令和元年9月県議会 一般質問(令和元年10月18日(金))

2019.11.27

1 次期岩手県ふるさと振興総合戦略について

(1)総合戦略の検証と対策(社会減・出生率向上)について

 第1期総合戦略の3本柱、岩手で働く、岩手で育てる、岩手で暮らすの主要政策推進目標の数字を見る限り、施策の効果が必ずしも十分に発現しているとは言えない状況にある。人口の社会減は平成30年5,215人減、平成25年からみると悪化の傾向をたどっている。合計特殊出生率も平成30年1.41と約50年ぶりに全国平均を下回る。国民所得に対する県民所得水準の乖離幅についても平成28年88.7と目標達成が難しい状況にあるが、知事はこの要因の検証・分析をどう捉えているのか伺います。
 併せて、まち・ひと・しごと創生基本方針2019において、「地方との関係人口の創出・拡大の取組み」や「地方への資金の流れを強化する」など、地方重視の経済財政政策が示されている。目標達成に向け、国との連携を図りながら、あらゆる施策を総動員して取り組む覚悟があるのか伺います。

(知事)臼澤勉議員の御質問にお答え申し上げます。
 まず、総合戦略の検証と対策についてですが、「社会減ゼロ」については、自動車・半導体関連産業の集積による雇用の創出等が図られたものの、近年の景気や雇用情勢などにより、特に若年層を中心に東京圏への転入超過数が拡大している状況にある。

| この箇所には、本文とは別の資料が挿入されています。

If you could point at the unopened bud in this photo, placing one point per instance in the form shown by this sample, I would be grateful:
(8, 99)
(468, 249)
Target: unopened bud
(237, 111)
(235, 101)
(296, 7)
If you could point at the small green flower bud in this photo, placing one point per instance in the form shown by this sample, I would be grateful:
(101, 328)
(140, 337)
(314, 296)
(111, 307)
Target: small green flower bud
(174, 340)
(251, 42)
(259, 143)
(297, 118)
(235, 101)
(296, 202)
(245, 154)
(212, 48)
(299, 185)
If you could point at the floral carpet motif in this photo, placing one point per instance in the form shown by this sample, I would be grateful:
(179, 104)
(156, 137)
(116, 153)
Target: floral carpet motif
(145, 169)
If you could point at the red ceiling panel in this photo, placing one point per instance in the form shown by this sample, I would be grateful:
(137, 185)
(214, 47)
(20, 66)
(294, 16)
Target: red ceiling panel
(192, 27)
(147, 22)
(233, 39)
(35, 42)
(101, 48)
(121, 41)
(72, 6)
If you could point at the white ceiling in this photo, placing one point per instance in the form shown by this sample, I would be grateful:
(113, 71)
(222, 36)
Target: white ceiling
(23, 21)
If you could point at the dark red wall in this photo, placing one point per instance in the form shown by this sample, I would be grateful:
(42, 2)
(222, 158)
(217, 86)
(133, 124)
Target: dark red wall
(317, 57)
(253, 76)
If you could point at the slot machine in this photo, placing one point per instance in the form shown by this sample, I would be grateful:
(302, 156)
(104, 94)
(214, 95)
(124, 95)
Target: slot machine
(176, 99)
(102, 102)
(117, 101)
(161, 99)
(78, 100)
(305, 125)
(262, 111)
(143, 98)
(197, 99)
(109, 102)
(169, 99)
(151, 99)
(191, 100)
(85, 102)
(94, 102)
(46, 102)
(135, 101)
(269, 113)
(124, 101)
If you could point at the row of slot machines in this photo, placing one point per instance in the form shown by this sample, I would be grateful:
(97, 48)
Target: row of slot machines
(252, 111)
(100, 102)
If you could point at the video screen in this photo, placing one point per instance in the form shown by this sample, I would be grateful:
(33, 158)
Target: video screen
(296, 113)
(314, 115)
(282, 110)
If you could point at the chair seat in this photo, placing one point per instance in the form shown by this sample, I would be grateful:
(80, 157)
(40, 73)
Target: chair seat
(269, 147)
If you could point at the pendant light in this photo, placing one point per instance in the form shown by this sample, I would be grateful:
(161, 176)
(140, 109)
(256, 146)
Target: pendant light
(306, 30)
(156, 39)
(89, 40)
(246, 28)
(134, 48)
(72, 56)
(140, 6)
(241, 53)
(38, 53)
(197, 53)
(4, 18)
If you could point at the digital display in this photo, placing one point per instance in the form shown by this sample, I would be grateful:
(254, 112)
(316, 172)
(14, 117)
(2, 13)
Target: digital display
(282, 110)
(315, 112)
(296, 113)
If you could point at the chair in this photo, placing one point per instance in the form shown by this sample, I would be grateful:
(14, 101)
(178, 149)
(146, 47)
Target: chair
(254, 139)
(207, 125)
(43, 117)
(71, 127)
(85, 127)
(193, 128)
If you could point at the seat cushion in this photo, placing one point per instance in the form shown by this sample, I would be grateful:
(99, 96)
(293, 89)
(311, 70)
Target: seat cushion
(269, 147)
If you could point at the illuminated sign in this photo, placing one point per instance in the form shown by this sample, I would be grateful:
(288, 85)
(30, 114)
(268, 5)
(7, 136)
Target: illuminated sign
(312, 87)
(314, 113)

 「合計特殊出生率の向上」については、子育て負担の軽減や、仕事と育児の両立支援等に取り組み、平成29年までは目標を上回っていたものの、平成30年になり下回ったところであり、推移を注視していく必要がある。

 「国民所得に対する県民所得水準のかい離縮小」については、様々な暮らしの環境の整備とともに、ものづくり産業や農林水産業等の振興により、一人当たりの県民所得は年々上昇しているものの、全国との経済成長率の差などにより、国民所得の上昇幅の方が大きいことが背景にあると考えている。

 このため、県では、こうした課題や、これまでの成果を踏まえるとともに、国が策定する第2期「まち・ひと・しごと創生総合戦略」の基本方針における、地方移住の裾野拡大に向けた「関係人口」の創出や、科学技術を活用した超スマート社会「Society5.0」の実現、持続可能な開発目標「SDGs」などの新たな視点も盛り込んだ、次期「ふるさと振興総合戦略」の策定を進め、国や市町村と連携を図りながら、人口減少対策に戦略的に取り組んでいく。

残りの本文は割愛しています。